What's still needed for running Flux as the system RM in production #5165

ryanday36 · 2023-05-09T23:58:19Z

ryanday36
May 9, 2023

Features / requirements for the Flux system instance that we want / need before we run it as the system level resource manager on production systems. This list is intended to only include feature requests, so doesn't include issues like the recently discovered ability of users to hang up the KVS. Items with a '*' have relatively straightforward workarounds or are otherwise lower priority.

cluster management features

Restart without killing running jobs:

Related is the ability to change more configuration options without restarting, but being able to restart without killing jobs would make that less important.

Contain user jobs:

~~Limit users to X% of memory to avoid OOMs. Constrain jobs to assigned resources on clusters where users can share nodes.~~

Cluster usage:

Track overall cluster usage as a function of time for reporting (%down, %idle, %running, %reserved)

*Backup / archive job records:

Preferably in some sort of plain text. Note: I can do this outside of Flux.

*Flux administrators:

Give specified users the ability to run system level commands, see others jobs, etc. Note: it might make more sense to just give specified users 'sudo flux ...'

user management features

Preemptable jobs:

AKA 'standby' qos / queue. Allow users to submit jobs that can be killed automatically by the system instance if another job needs the resources.

Exempt jobs:

Allow jobs to be modified to exceed ~~system and~~ accounting limits.

Exempt / expedite users:

Give specified user+banks the ability to submit jobs that are preemptable or exceed limits or have 'expedite' priority.

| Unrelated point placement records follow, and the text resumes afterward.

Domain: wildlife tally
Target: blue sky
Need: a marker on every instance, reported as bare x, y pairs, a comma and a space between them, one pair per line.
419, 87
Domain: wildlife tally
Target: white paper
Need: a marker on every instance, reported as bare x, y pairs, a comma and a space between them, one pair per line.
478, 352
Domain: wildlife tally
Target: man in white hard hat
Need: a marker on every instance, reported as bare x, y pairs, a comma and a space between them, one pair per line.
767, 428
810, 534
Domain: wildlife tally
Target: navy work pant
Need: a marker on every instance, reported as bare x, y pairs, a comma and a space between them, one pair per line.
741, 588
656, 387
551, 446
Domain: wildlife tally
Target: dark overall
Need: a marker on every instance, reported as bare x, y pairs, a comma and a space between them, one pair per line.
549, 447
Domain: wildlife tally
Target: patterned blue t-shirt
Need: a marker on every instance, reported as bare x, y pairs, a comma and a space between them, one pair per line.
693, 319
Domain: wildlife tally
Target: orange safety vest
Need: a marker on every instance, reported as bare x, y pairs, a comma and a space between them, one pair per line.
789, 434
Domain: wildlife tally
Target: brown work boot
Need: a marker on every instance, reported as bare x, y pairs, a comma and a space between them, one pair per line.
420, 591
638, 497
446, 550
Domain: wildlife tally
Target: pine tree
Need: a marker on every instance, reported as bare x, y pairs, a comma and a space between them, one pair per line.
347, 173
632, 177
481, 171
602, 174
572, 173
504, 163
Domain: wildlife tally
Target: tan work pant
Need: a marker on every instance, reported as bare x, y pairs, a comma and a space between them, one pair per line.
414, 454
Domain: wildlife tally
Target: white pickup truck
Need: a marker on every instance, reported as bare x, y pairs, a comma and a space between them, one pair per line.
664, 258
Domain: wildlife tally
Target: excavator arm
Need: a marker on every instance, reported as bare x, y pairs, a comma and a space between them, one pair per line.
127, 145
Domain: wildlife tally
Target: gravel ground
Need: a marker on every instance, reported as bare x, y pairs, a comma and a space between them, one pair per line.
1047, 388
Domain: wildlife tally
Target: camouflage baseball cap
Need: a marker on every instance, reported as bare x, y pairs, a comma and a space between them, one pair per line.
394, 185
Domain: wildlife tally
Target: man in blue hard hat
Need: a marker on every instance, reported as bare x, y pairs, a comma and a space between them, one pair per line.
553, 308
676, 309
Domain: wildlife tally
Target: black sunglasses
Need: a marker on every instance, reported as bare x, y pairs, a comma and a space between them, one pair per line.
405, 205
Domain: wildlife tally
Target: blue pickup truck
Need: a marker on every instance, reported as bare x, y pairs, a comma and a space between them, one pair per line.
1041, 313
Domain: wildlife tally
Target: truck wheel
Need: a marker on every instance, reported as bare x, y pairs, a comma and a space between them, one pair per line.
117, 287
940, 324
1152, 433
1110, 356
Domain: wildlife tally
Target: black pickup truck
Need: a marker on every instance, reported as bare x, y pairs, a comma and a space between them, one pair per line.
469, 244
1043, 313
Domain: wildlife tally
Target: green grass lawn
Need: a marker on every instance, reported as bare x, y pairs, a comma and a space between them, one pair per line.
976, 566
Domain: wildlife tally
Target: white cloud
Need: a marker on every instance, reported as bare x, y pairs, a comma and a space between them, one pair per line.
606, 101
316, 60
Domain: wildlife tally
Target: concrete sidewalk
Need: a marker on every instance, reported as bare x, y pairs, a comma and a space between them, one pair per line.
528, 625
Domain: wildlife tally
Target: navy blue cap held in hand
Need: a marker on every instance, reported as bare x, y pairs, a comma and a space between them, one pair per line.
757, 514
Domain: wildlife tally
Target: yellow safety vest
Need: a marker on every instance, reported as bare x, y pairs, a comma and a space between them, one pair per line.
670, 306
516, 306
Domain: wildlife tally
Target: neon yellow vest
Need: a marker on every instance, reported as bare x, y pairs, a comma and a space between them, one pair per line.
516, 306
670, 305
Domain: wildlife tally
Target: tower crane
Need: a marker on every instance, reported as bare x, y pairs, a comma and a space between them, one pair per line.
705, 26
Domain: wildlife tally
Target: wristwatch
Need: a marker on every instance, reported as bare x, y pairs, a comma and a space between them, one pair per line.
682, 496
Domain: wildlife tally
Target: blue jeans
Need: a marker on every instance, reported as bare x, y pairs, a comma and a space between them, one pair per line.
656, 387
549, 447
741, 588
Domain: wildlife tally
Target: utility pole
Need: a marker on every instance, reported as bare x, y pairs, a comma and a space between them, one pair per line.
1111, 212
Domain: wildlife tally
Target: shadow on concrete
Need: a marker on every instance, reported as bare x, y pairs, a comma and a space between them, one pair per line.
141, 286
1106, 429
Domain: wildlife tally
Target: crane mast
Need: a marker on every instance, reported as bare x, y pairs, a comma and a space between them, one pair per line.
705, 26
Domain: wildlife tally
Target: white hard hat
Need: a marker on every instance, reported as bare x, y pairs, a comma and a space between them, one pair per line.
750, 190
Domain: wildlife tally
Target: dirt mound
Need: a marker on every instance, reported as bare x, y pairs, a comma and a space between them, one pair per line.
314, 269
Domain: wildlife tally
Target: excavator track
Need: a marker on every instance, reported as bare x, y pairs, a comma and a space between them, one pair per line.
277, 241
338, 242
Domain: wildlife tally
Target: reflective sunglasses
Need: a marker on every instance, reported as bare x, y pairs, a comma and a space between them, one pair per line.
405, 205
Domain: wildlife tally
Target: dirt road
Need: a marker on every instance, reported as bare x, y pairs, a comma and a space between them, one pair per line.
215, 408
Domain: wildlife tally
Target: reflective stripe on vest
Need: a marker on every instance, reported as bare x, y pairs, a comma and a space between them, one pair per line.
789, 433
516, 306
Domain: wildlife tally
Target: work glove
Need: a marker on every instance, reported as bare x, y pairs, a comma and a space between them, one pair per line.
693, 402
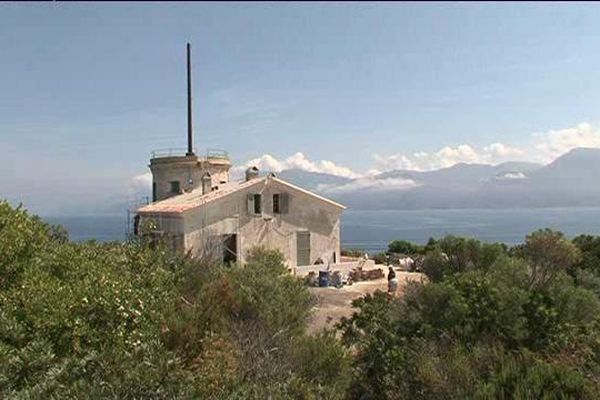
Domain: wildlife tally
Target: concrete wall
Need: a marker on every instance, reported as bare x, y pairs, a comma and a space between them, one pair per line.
182, 169
230, 215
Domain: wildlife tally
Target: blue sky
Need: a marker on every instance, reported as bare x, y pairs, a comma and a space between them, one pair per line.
88, 90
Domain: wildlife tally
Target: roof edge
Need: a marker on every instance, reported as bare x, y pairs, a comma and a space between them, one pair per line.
308, 192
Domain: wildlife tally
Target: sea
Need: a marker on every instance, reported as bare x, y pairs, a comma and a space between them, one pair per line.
373, 230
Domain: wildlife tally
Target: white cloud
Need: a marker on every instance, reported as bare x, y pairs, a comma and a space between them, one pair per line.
296, 161
509, 176
371, 183
447, 156
541, 147
555, 143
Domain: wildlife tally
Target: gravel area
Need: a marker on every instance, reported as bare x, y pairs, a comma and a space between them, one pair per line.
333, 304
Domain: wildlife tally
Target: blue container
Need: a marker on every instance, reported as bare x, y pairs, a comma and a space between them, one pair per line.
323, 278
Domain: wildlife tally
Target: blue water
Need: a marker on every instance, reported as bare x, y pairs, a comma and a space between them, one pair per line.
372, 230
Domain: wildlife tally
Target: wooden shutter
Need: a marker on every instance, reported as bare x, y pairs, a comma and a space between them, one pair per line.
251, 204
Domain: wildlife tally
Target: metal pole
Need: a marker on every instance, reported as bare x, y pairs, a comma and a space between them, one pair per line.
190, 151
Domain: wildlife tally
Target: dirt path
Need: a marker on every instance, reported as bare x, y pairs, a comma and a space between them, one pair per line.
333, 304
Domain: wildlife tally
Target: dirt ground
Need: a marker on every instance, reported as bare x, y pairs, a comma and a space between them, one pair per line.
333, 304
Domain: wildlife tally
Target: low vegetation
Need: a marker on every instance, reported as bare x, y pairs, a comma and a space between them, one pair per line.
132, 320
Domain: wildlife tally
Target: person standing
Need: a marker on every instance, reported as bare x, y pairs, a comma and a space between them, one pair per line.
392, 281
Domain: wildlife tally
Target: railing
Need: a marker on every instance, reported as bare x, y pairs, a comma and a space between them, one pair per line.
179, 152
170, 152
217, 153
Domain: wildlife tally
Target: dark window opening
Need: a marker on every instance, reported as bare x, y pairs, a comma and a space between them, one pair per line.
229, 249
257, 205
276, 208
303, 248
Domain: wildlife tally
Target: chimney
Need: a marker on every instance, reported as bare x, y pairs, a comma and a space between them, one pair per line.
206, 183
251, 173
190, 151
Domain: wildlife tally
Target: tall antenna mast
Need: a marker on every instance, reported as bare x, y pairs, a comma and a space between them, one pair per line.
190, 151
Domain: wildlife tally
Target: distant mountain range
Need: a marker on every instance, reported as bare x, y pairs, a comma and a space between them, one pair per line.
572, 180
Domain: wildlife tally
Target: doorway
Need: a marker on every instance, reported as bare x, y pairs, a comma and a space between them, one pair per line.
229, 249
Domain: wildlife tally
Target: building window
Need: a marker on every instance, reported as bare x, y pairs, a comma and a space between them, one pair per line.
254, 204
257, 205
302, 248
276, 208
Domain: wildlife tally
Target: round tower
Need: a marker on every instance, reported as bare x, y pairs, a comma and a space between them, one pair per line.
175, 173
178, 171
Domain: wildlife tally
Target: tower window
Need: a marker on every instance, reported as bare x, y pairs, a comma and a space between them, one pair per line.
175, 188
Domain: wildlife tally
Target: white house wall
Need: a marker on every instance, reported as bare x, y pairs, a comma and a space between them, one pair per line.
229, 215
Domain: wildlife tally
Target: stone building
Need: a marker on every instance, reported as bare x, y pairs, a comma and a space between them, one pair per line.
195, 207
257, 211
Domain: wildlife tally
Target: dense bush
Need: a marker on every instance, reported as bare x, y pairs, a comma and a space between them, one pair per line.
131, 320
487, 325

Advanced reservations (DATs):

Specify a subset of a cluster's resources that can only be accessed by a specified user list in a specified time range.

Enforce more limits:

Enforce Flux accounting limits that aren't yet enforced (e.g. total nodes across all of a user+banks jobs)

*Projects (wckeys):

A means of tracking usage that is orthogonal to banks. users are assigned projects that they may tag their jobs with, one of which is a default project that is assigned to jobs where the user doesn't specify a project. Note: I can do this outside of Flux.

*Usage reporting tools:

Collated usage by user+bank and user+project per day to allow fast usage reporting. Note: I can also do this outside of Flux.

job management options

Modify jobs:

Allow users to change ~~time limits~~, dependencies, job names, etc. on jobs after submission.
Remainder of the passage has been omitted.